In der Allgemeinen Relativitätstheorie (ART) treten Singularitäten in Form von Schwarzen Löchern auf (lässt man bei der Lösung für ein Schwarzes Loch die Zeit „rückwärts laufen“, d.h. setzt man ein negatives Vorzeichen vor die entsprechenden Feldgleichungen, hypothetisch auch in Form von Weißen Löchern). In der Singularität eines Schwarzen Lochs divergiert die Raumzeit durch unendliche Krümmung, mithin ist die Singularität eines Schwarzen Lochs selbst kein Bestandteil der Raumzeit. Daher sind auch physikalische Größen wie Masse, Größe und Dichte dort nicht mehr definiert bzw. unendlich. Die Singularität eines nichtrotierenden Schwarzen Lochs ist punktförmig, d.h. unendlich klein, im Falle eines ungeladenen rotierenden Schwarzen Lochs ist sie ringförmig, allerdings ist dieser Ring unendlich dünn und hat keine Ausdehnung, da er, wie auch die Punkt-singularität bei r = 0 (Radius = 0) auftritt. Dennoch lässt sich aus den entsprechenden Gleichungen ermitteln, dass die Singularität eines rotierenden Schwarzen Lochs verschieden von der eines nicht rotierenden Schwarzen Lochs ist, da sie nur auftritt, wenn gleichzeitig noch ein anderer Parameter erfüllt ist, aus dem sich eben auf diese Ringform schließen lässt. Es handelt sich hier wie bei den höheren Dimensionen, die in der Quantenphysik so erfolgreich eingesetzt werden, um eine sogenannte „unanschauliche“ mathematische Eigenschaft.

Eine weitere Singularität wird in der Physik in der Urknalltheorie angenommen: Demzufolge entstand das Universum aus einer Singularität, in der – so eine beliebte populärwissenschaftliche Darstellung – all seine jetzigen Bestandteile auf unendlich kleinem Raum zusammengedrängt waren. Korrekterweise müsste man hier allerdings von einem ewigen Nichtraum sprechen (und selbst das ist in Anbetracht der völligen Abwesenheit derjenigen Entität, anhand dieser sich der Nichtraum in der Abgrenzung eben als Nichtraum identifizieren ließe, nicht ganz korrekt), da auch in der Anfangssingularität Dimensionen nicht definierbar sind.
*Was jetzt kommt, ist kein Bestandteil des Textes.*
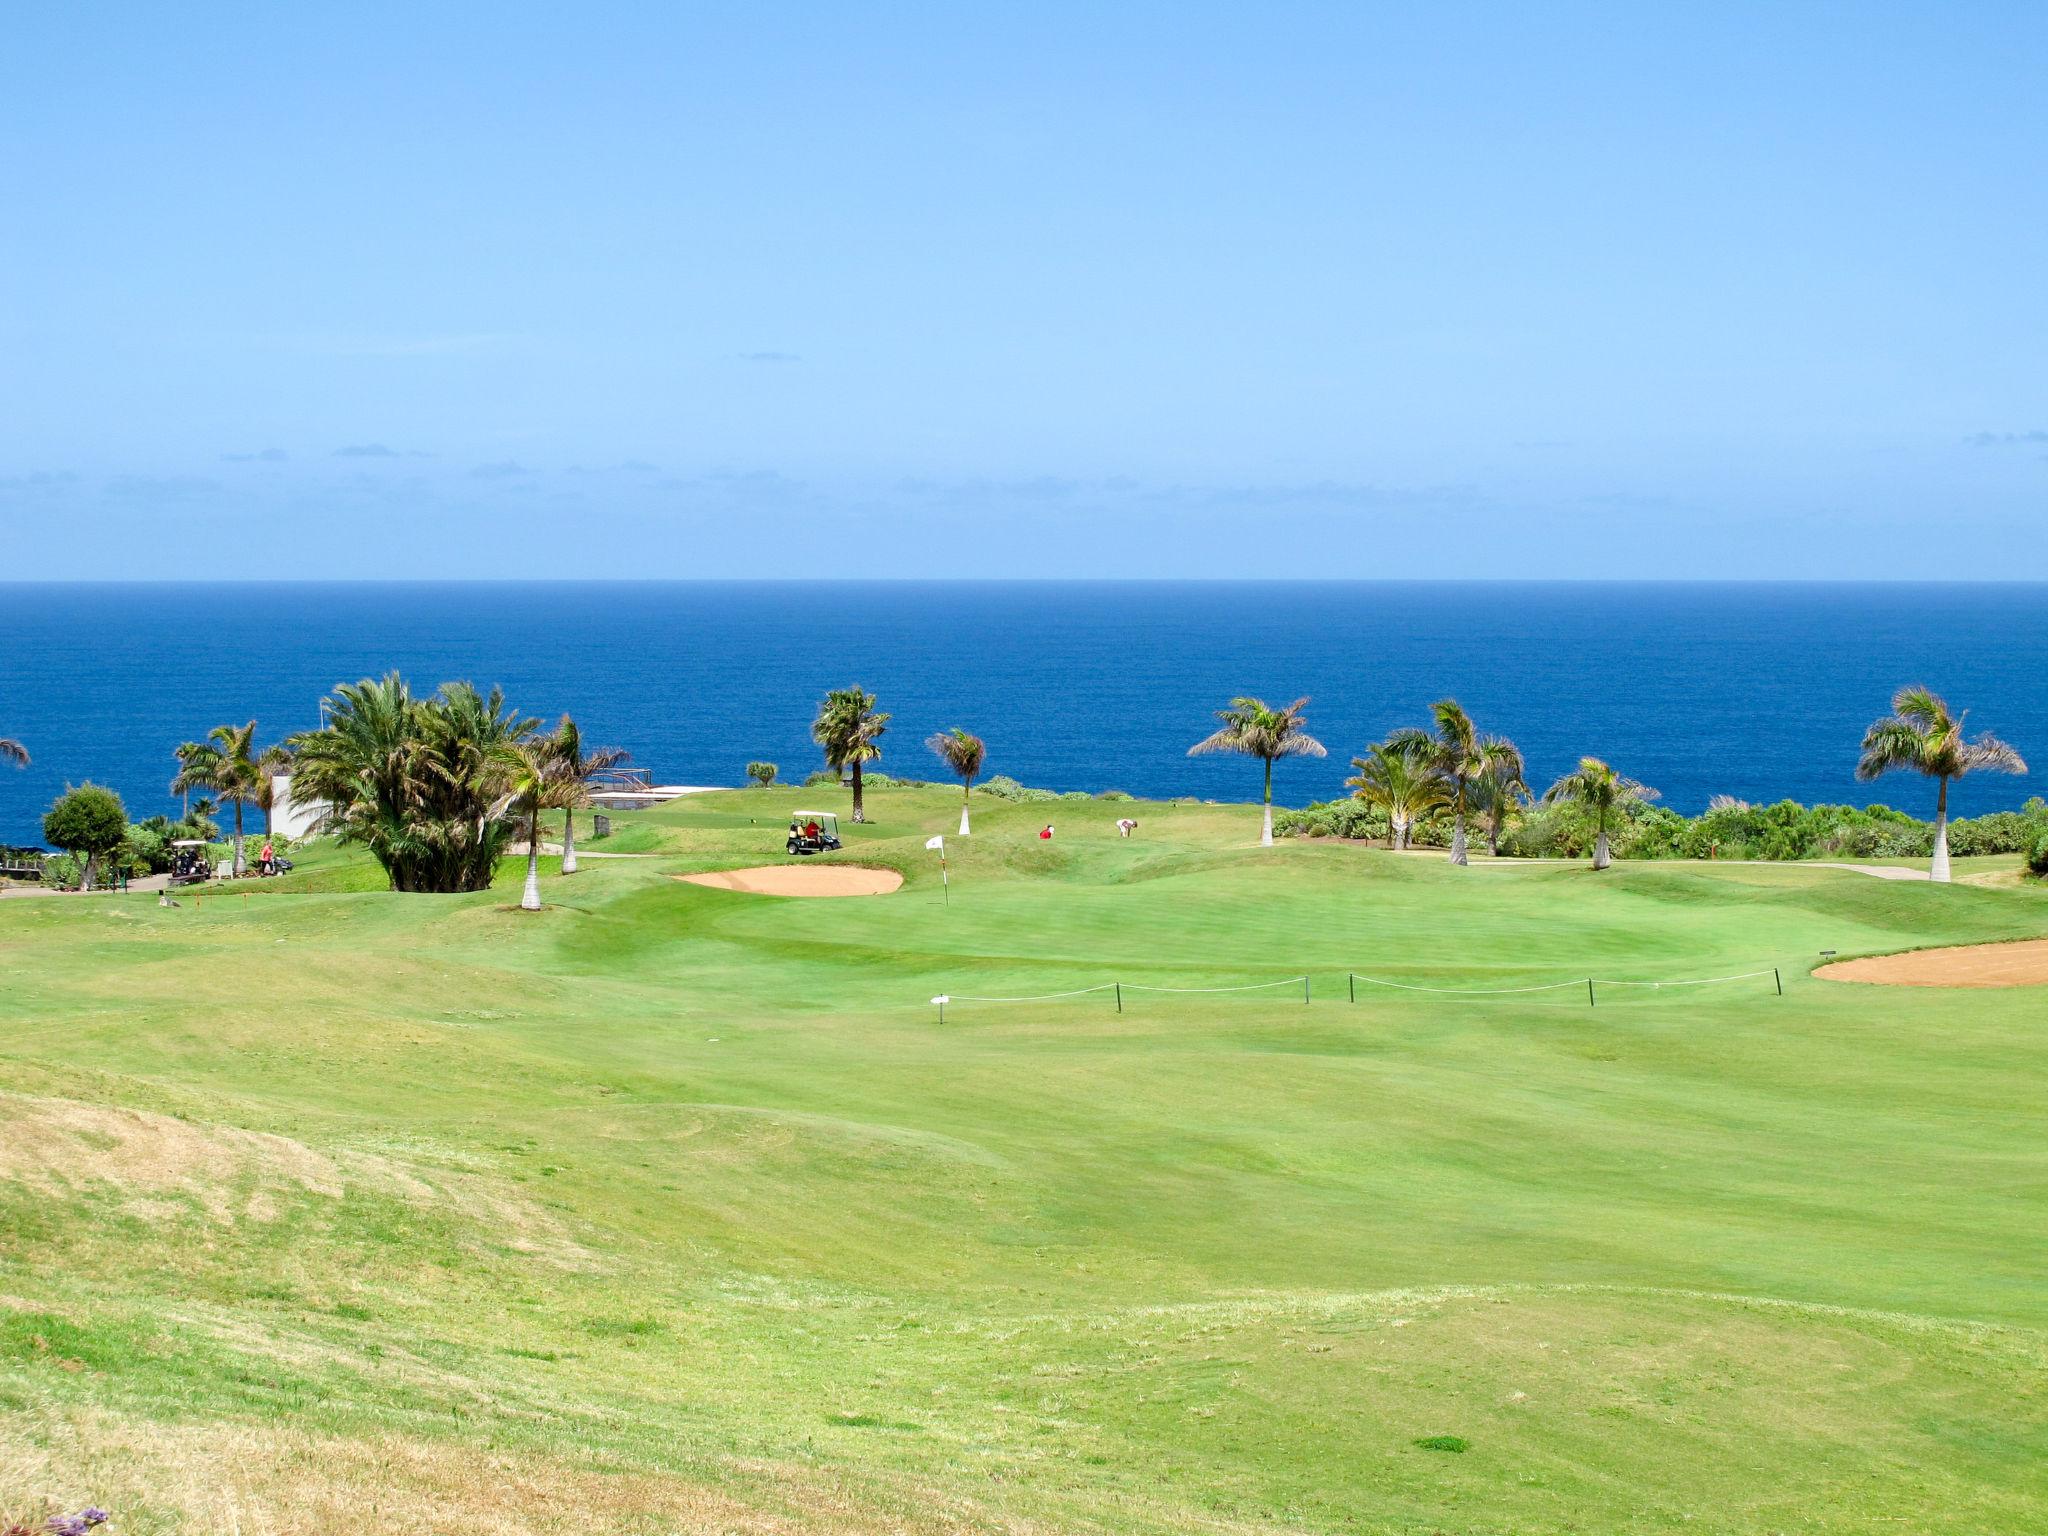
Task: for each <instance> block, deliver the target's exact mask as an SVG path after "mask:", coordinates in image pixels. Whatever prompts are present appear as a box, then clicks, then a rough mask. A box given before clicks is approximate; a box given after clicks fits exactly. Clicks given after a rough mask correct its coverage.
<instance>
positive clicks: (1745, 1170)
mask: <svg viewBox="0 0 2048 1536" xmlns="http://www.w3.org/2000/svg"><path fill="white" fill-rule="evenodd" d="M821 799H823V803H827V805H831V803H836V805H838V807H840V809H842V813H844V811H846V805H844V797H840V795H836V793H834V791H815V788H807V791H748V793H727V795H711V797H700V799H688V801H682V803H676V805H670V807H664V809H659V811H651V813H645V815H633V817H621V821H618V825H621V831H618V834H616V836H614V838H612V840H608V842H604V844H592V842H588V825H586V827H584V838H586V840H584V842H582V852H586V854H592V852H631V854H639V856H635V858H602V860H600V858H586V862H584V868H582V870H580V872H578V874H573V877H563V874H559V872H557V866H559V860H547V879H545V881H543V889H545V895H547V899H549V901H551V903H553V905H551V907H549V909H547V911H543V913H522V911H518V909H516V899H518V881H520V877H522V866H520V864H508V866H506V868H504V870H502V879H500V885H498V889H494V891H489V893H481V895H473V897H401V895H389V893H385V891H381V889H379V883H377V879H375V870H369V868H367V866H365V864H362V862H360V860H358V858H352V856H346V854H342V852H336V850H311V852H309V854H307V856H305V858H303V862H301V868H299V870H297V872H295V874H291V877H287V879H281V881H270V883H262V885H256V883H254V881H250V883H246V885H248V887H250V889H248V891H246V893H244V891H242V889H233V891H213V893H207V895H205V897H203V899H201V901H197V903H195V899H193V897H190V895H184V905H182V907H178V909H174V911H166V909H160V907H158V905H156V899H154V897H141V895H131V897H96V899H43V901H6V903H0V1114H4V1126H0V1526H4V1522H6V1520H10V1518H23V1520H25V1518H35V1520H41V1518H43V1516H45V1513H49V1511H51V1509H53V1507H55V1505H57V1503H63V1505H66V1507H78V1505H82V1503H86V1501H96V1503H102V1505H106V1507H109V1509H113V1511H115V1522H117V1524H115V1528H113V1530H115V1532H117V1536H125V1534H135V1536H141V1534H143V1532H229V1530H233V1532H244V1534H246V1536H256V1534H258V1532H328V1530H348V1532H371V1530H375V1532H381V1530H428V1532H504V1534H510V1532H571V1530H573V1532H588V1530H598V1528H602V1530H616V1532H647V1534H653V1532H678V1530H680V1532H727V1530H731V1532H1085V1530H1112V1532H1159V1534H1161V1536H1163V1534H1165V1532H1190V1530H1192V1532H1262V1534H1272V1532H1409V1534H1413V1536H1423V1534H1427V1532H1458V1534H1466V1532H1475V1534H1477V1532H1485V1534H1489V1536H1509V1534H1516V1536H1530V1534H1532V1532H1692V1534H1700V1536H1704V1534H1708V1532H1712V1534H1716V1536H1731V1534H1757V1536H1761V1534H1763V1532H1933V1530H1942V1532H2028V1530H2048V1397H2044V1380H2048V1378H2044V1364H2048V1137H2044V1130H2048V1120H2044V1092H2042V1090H2044V1085H2048V989H2011V991H1954V993H1948V991H1921V989H1911V991H1907V989H1882V987H1858V985H1837V983H1825V981H1815V979H1812V977H1810V975H1808V971H1810V967H1815V965H1817V963H1819V956H1821V950H1839V952H1841V954H1858V952H1874V950H1894V948H1907V946H1923V944H1956V942H1972V940H1993V938H2015V936H2038V934H2048V893H2044V891H2040V889H2034V887H2025V885H2017V883H2003V885H1954V887H1931V885H1925V883H1905V881H1878V879H1870V877H1864V874H1853V872H1845V870H1819V868H1798V866H1745V864H1729V866H1702V864H1622V866H1616V868H1614V870H1610V872H1606V874H1597V877H1595V874H1591V870H1587V868H1585V866H1565V864H1536V866H1520V868H1473V870H1454V868H1448V866H1446V864H1444V862H1440V860H1421V858H1403V856H1395V854H1384V852H1376V850H1364V848H1356V846H1339V844H1284V846H1280V848H1272V850H1260V848H1257V846H1255V834H1257V811H1255V809H1251V807H1206V805H1135V807H1130V805H1120V803H1057V805H1014V807H1012V805H1001V803H995V801H981V803H977V809H975V825H977V836H975V838H973V840H965V842H961V840H950V831H952V827H954V823H956V819H958V795H956V793H944V791H907V788H905V791H883V793H874V795H872V797H870V807H872V815H874V823H872V825H868V827H852V825H846V834H848V848H846V852H844V854H838V856H834V858H838V860H846V862H870V864H885V866H891V868H897V870H901V872H903V874H905V877H907V883H905V887H903V889H901V891H899V893H895V895H887V897H858V899H840V901H799V899H774V897H754V895H737V893H727V891H711V889H700V887H694V885H686V883H680V881H676V879H674V874H678V872H684V870H698V868H721V866H741V864H762V862H778V860H780V858H782V852H780V846H782V829H784V825H786V817H788V811H791V809H793V807H797V805H817V803H819V801H821ZM1122 813H1133V815H1137V817H1139V821H1141V829H1139V836H1137V838H1133V840H1128V842H1124V840H1118V838H1116V836H1114V827H1112V821H1114V819H1116V815H1122ZM1044 821H1053V823H1057V825H1059V836H1057V840H1055V842H1051V844H1042V842H1038V840H1036V836H1034V834H1036V829H1038V825H1042V823H1044ZM932 831H946V834H948V844H950V850H952V903H950V907H948V905H944V901H942V891H940V885H938V870H936V858H934V856H932V854H928V852H924V846H922V844H924V838H926V836H930V834H932ZM1772 967H1778V971H1780V973H1782V977H1784V995H1778V989H1776V983H1774V981H1772V979H1769V977H1761V979H1757V977H1751V979H1749V981H1741V983H1729V985H1720V987H1665V989H1655V991H1653V989H1620V987H1616V989H1604V991H1602V993H1599V997H1597V1006H1595V1008H1587V1006H1585V995H1583V989H1559V991H1530V993H1511V995H1499V997H1470V995H1430V993H1411V991H1391V989H1386V991H1382V989H1362V991H1360V997H1358V1001H1356V1004H1352V1001H1348V997H1346V973H1348V971H1360V973H1366V975H1374V977H1382V979H1395V981H1407V983H1411V985H1432V987H1532V985H1538V983H1544V981H1559V979H1565V981H1583V979H1585V977H1602V979H1614V981H1624V979H1636V981H1651V979H1679V977H1718V975H1729V973H1741V971H1759V969H1765V971H1767V969H1772ZM1303 975H1307V977H1309V983H1311V989H1313V999H1311V1001H1309V1004H1305V1001H1303V995H1300V989H1298V987H1292V989H1288V987H1282V989H1272V991H1249V993H1219V995H1178V993H1159V991H1137V989H1130V991H1126V993H1124V999H1122V1012H1116V1006H1114V995H1112V993H1090V995H1083V997H1073V999H1061V1001H1047V1004H1024V1006H993V1004H954V1006H952V1008H950V1010H948V1012H946V1022H944V1024H940V1022H938V1010H936V1008H932V1006H930V1001H928V999H930V997H932V995H934V993H940V991H944V993H952V995H958V997H965V995H1020V993H1049V991H1065V989H1073V987H1087V985H1096V983H1104V981H1122V983H1139V985H1153V987H1229V985H1245V983H1257V981H1276V979H1290V977H1303Z"/></svg>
Es ist damit auch die Rede von einem unendlich kleinen Raum, auf dem alle Energie des Universums zusammengedrängt war, streng genommen nicht korrekt. Die Raumzeit mit all ihren mathematisch beschreibbaren Eigenschaften trat erst in die Existenz, nachdem sich der Urknall ereignete. Dementsprechend beschreibt die mathematische Theorie das Universum auch erst ab dem frühestmöglichen Zeitpunkt ab 10-43 Sekunden nach seinem Entstehen, da in der Singularität die Naturgesetze, die erst in Raum und Zeit ihre Wirkung antreten, noch nicht gegolten haben können. (Man bemerke die Parallele zum Ich, das jenseits jeden phänomenalen Erlebens ist und daher auch nicht durch mathematische Berechenbarkeit determiniert ist.) Retrospektiv jedoch kann mithilfe derselben Mathematik logisch nahtlos auf die Anfangssingularität des Universums geschlossen werden! (Auch dies erinnert an das Ich, welches sich selbst lediglich in der Reflexion erkennen kann, in seinem augenblicklichen Vollzug aber uneinholbar für die Erkenntnis ist.) Anders als die Singularität eines Schwarzen Lochs, die von einer bereits bestehenden Raumzeit umhüllt wird und von einem Ereignishorizont umgeben ist, ist die Urknallsingularität von keinem Außenraum umgeben und hat dementsprechend auch keinen Ereignishorizont. Hier wird es etwas anschaulicher, dass es keinen Sinn ergibt, von der Urknallsingularität als etwas unendlich Kleinem zu sprechen, denn es fehlt jeglicher Bezugspunkt zu etwas im Vergleich dazu existierenden Größeren.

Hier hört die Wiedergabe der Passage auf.